In this paper we have presented the Reverse-Adaptive Scheduler, which introduces a novel resource management and job scheduling scheme for MapReduce when executed in shared environments along with other kinds of workloads. Our scheduler is capable of improving resource utilization and job performance. The model we introduce allows for the formulation of a placement problem which is solved by means of a utility-driven algorithm. This algorithm in turn provides our scheduler with the adaptability needed to respond to changing conditions in resource demand and availability of resources.

The scheduler works by estimating the need of resources that should be allocated to each job, but in a more proactive way than previously existing work, since the estimation takes into account the expected availability of resources. In particlar, the proposed algorithm consists of two major steps: reversing the execution of the workload and generating the current placement of tasks. Reversing the execution of the workload involves creating an estimated placement of the full workload over time, assigning tasks in the opposite direction: starting at the desired end state and finishing at the current state.
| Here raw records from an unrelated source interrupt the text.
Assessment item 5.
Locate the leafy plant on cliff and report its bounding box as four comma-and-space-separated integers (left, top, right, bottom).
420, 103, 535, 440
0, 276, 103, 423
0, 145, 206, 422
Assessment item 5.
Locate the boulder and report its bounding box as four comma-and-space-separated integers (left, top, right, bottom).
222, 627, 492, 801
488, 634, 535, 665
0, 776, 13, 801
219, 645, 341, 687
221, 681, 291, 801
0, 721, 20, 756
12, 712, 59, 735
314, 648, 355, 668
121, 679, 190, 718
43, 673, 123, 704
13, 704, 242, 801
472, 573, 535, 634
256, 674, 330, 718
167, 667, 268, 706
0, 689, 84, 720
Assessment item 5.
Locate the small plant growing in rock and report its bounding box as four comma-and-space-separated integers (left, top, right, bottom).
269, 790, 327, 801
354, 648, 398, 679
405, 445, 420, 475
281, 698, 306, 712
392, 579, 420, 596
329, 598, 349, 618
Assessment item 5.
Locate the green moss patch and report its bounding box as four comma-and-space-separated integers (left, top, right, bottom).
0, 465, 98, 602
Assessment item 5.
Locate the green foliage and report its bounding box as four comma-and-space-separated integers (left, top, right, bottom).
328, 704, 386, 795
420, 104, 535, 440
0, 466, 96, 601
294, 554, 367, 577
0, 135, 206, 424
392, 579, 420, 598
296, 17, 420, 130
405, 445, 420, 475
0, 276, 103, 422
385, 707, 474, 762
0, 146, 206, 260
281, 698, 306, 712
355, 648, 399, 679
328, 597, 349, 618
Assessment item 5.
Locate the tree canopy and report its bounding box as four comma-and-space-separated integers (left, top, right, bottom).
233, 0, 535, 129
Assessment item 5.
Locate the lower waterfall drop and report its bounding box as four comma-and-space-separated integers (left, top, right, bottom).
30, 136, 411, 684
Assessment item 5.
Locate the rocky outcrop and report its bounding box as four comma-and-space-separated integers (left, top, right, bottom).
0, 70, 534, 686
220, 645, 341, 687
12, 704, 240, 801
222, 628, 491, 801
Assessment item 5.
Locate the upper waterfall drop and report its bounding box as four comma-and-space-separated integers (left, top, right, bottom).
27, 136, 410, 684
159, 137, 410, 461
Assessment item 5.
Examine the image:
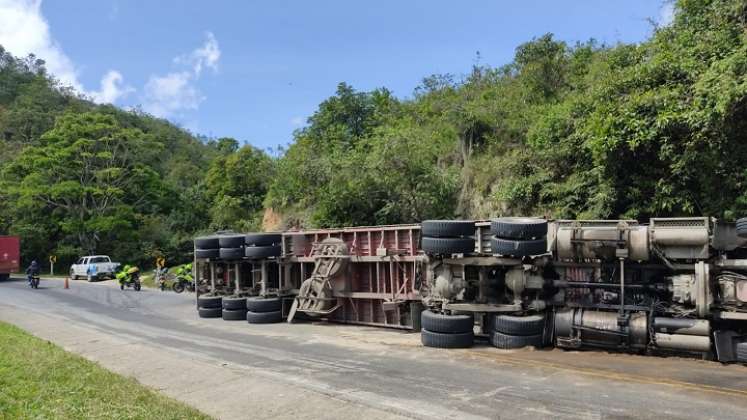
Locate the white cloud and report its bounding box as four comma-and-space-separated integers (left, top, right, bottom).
291, 117, 306, 127
0, 0, 133, 103
0, 0, 221, 117
658, 0, 674, 26
0, 0, 83, 92
143, 71, 205, 117
88, 70, 135, 104
174, 32, 220, 77
143, 32, 221, 118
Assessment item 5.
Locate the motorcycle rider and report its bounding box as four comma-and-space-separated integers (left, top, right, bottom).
26, 260, 41, 286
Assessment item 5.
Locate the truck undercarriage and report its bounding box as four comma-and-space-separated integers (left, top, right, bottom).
194, 217, 747, 363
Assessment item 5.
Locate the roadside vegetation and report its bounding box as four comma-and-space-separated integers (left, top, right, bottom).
0, 322, 209, 419
0, 0, 747, 264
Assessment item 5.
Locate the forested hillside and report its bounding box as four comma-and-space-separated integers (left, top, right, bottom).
266, 0, 747, 226
0, 0, 747, 268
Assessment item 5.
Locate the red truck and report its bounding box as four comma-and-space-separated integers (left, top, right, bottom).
0, 236, 21, 280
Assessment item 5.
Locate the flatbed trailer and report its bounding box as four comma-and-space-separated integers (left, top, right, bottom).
194, 217, 747, 363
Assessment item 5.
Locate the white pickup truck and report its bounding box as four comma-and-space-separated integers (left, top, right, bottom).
70, 255, 120, 280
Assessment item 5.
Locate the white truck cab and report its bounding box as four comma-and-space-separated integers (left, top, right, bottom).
70, 255, 120, 280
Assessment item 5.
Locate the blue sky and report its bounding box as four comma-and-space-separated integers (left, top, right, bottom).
0, 0, 671, 149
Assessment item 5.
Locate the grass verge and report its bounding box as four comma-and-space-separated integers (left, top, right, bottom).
0, 322, 210, 419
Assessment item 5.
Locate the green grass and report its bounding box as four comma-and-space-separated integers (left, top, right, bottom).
0, 322, 209, 419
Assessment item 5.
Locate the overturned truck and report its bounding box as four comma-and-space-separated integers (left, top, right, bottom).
194, 217, 747, 363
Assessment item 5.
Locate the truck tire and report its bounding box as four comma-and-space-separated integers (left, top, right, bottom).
218, 235, 244, 248
244, 233, 283, 246
420, 220, 475, 238
490, 217, 547, 240
221, 301, 246, 321
246, 296, 283, 312
197, 296, 223, 309
490, 331, 542, 350
246, 311, 283, 324
420, 329, 475, 349
197, 308, 223, 318
221, 297, 246, 310
421, 237, 475, 255
195, 236, 220, 249
219, 248, 244, 260
737, 217, 747, 238
493, 315, 545, 335
195, 249, 220, 260
420, 309, 475, 334
490, 237, 547, 257
244, 245, 281, 258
The reversed placement is used as an estimation to know how many tasks are left at the current state, which allows the scheduler to determine whats the need of tasks for each job and how should they share the available resources. The presented scheduler relies on existing profiling information based on previous executions of jobs to make scheduling and placement decisions.
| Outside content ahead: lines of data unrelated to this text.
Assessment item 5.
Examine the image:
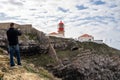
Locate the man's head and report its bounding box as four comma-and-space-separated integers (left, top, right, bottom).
10, 23, 14, 28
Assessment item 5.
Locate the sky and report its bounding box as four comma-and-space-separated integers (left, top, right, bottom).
0, 0, 120, 50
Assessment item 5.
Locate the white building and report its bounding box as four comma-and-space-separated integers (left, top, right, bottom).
78, 34, 94, 42
78, 34, 103, 44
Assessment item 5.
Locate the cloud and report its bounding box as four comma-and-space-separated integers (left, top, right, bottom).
76, 5, 88, 10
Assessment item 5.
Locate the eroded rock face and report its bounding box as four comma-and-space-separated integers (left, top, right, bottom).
53, 51, 120, 80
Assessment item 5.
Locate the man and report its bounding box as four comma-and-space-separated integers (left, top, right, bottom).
6, 23, 21, 67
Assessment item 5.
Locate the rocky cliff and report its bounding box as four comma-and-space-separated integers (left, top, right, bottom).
0, 49, 58, 80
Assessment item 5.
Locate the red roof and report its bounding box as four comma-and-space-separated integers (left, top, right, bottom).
80, 34, 92, 37
50, 32, 58, 35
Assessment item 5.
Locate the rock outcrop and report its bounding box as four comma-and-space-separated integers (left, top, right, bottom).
0, 49, 58, 80
52, 50, 120, 80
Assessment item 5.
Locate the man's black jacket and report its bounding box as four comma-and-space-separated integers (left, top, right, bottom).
7, 28, 21, 46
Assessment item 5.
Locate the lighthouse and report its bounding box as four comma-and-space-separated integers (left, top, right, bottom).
58, 21, 65, 37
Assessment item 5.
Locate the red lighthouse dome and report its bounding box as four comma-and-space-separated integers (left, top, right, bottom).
58, 21, 64, 36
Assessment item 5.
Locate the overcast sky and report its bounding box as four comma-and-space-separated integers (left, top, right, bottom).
0, 0, 120, 49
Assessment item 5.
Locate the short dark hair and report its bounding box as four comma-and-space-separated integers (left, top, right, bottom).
10, 23, 14, 27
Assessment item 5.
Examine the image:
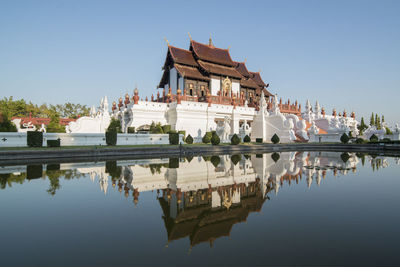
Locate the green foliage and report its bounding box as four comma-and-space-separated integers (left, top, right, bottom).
369, 134, 379, 142
211, 156, 221, 168
168, 132, 179, 145
107, 118, 122, 133
168, 158, 179, 169
271, 152, 281, 162
231, 154, 242, 165
0, 96, 89, 119
340, 133, 350, 144
162, 124, 171, 133
26, 164, 43, 179
46, 113, 65, 133
271, 134, 280, 144
47, 139, 61, 147
211, 133, 221, 146
355, 138, 365, 144
202, 132, 212, 144
340, 152, 350, 163
185, 134, 193, 144
231, 134, 240, 146
0, 113, 17, 132
26, 131, 43, 147
106, 129, 118, 146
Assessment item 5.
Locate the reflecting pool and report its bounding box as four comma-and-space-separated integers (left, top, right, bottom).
0, 152, 400, 266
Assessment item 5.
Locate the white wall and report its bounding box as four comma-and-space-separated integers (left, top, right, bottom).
211, 78, 221, 95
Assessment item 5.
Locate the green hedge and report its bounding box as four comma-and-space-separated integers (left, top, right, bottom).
106, 130, 117, 146
231, 134, 240, 145
168, 132, 179, 145
26, 131, 43, 147
47, 139, 61, 147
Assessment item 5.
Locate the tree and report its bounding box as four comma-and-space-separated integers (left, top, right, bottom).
46, 113, 65, 133
369, 112, 375, 126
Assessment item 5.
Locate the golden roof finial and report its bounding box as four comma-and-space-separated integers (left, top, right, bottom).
164, 37, 169, 46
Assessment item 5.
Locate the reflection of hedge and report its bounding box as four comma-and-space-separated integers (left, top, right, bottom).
46, 164, 60, 171
26, 165, 43, 179
231, 155, 242, 165
271, 152, 281, 162
185, 134, 193, 144
168, 158, 179, 169
211, 156, 221, 168
47, 139, 61, 147
169, 132, 179, 145
26, 131, 43, 147
340, 152, 350, 163
106, 130, 117, 146
106, 160, 122, 178
231, 134, 240, 145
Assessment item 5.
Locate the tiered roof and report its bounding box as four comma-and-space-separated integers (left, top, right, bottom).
159, 40, 272, 96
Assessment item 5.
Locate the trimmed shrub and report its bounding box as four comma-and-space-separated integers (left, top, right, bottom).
271, 152, 281, 162
340, 152, 350, 163
107, 118, 122, 133
47, 139, 61, 147
178, 130, 186, 140
211, 134, 221, 146
168, 158, 179, 169
162, 124, 171, 133
231, 154, 242, 165
168, 132, 179, 145
340, 133, 350, 144
369, 134, 379, 142
185, 134, 193, 144
231, 134, 240, 145
26, 131, 43, 147
26, 165, 43, 179
211, 156, 221, 168
106, 130, 117, 146
202, 132, 212, 144
271, 134, 280, 144
355, 138, 365, 144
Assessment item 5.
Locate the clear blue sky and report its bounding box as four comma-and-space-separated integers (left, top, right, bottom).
0, 0, 400, 122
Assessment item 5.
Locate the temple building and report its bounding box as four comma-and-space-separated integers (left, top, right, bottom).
158, 38, 272, 106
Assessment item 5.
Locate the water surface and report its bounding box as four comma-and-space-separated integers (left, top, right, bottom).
0, 152, 400, 266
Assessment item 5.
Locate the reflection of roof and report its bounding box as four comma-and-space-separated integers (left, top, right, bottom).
190, 40, 236, 67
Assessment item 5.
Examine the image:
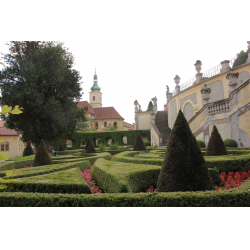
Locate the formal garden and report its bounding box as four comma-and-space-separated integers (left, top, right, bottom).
0, 111, 250, 207
0, 41, 250, 207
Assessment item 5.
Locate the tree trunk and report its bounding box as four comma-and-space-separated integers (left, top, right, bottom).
45, 139, 51, 152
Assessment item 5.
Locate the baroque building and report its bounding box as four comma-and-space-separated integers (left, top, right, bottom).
135, 41, 250, 147
77, 71, 133, 130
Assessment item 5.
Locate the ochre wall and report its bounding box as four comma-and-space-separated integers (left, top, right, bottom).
92, 119, 124, 130
136, 111, 151, 129
165, 63, 250, 128
0, 135, 24, 158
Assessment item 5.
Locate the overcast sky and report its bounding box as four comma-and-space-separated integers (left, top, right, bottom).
0, 41, 247, 124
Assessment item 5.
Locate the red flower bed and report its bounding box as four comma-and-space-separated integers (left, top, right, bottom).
81, 165, 106, 194
215, 170, 250, 190
20, 165, 32, 169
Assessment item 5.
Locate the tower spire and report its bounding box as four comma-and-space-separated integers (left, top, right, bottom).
91, 68, 101, 91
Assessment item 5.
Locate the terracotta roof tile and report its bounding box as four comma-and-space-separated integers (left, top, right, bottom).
77, 101, 95, 115
93, 107, 124, 120
0, 127, 19, 135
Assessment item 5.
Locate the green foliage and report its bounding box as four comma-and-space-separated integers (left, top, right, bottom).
52, 129, 148, 149
0, 169, 14, 190
0, 159, 90, 179
33, 139, 52, 167
0, 184, 250, 207
86, 141, 96, 153
3, 168, 91, 194
98, 143, 107, 152
144, 141, 151, 146
109, 143, 119, 150
0, 159, 34, 171
224, 139, 238, 148
58, 142, 64, 151
23, 142, 35, 156
103, 125, 118, 131
206, 125, 227, 156
147, 101, 154, 111
133, 133, 146, 151
196, 140, 206, 148
157, 110, 214, 192
233, 50, 248, 68
6, 154, 36, 162
0, 41, 86, 149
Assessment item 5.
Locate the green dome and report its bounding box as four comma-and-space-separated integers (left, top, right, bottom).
91, 84, 101, 91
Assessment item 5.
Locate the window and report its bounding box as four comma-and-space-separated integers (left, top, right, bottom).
1, 142, 10, 151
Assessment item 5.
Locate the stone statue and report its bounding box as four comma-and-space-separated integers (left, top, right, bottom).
151, 96, 157, 113
134, 100, 141, 112
151, 96, 157, 106
166, 85, 169, 94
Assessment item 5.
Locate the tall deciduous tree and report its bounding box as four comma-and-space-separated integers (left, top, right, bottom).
0, 41, 86, 150
147, 101, 154, 111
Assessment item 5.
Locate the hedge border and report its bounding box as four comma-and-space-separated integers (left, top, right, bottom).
0, 180, 250, 207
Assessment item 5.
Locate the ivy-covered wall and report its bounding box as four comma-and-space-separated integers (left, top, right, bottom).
52, 130, 148, 150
The goal of the scheduler is to determine the best possible placement of tasks across the tasktrackers so as to maximize resource utilization in the cluster while observing the completion time goal for each job. To achieve this objective, the system dynamically manages the number of slots each tasktracker will provision for each job, and controls the execution of their tasks. Our experiments in a simulated environment driven by representative MapReduce workloads demonstrate the effectiveness of our proposal. To the best of our knowledge this is the first scheduling framework to take into account other non-MapReduce workloads, such as transactional workloads, in addition to leveraging resource information to improve the utilization of resources in the system and meet completion time goals on behalf of users.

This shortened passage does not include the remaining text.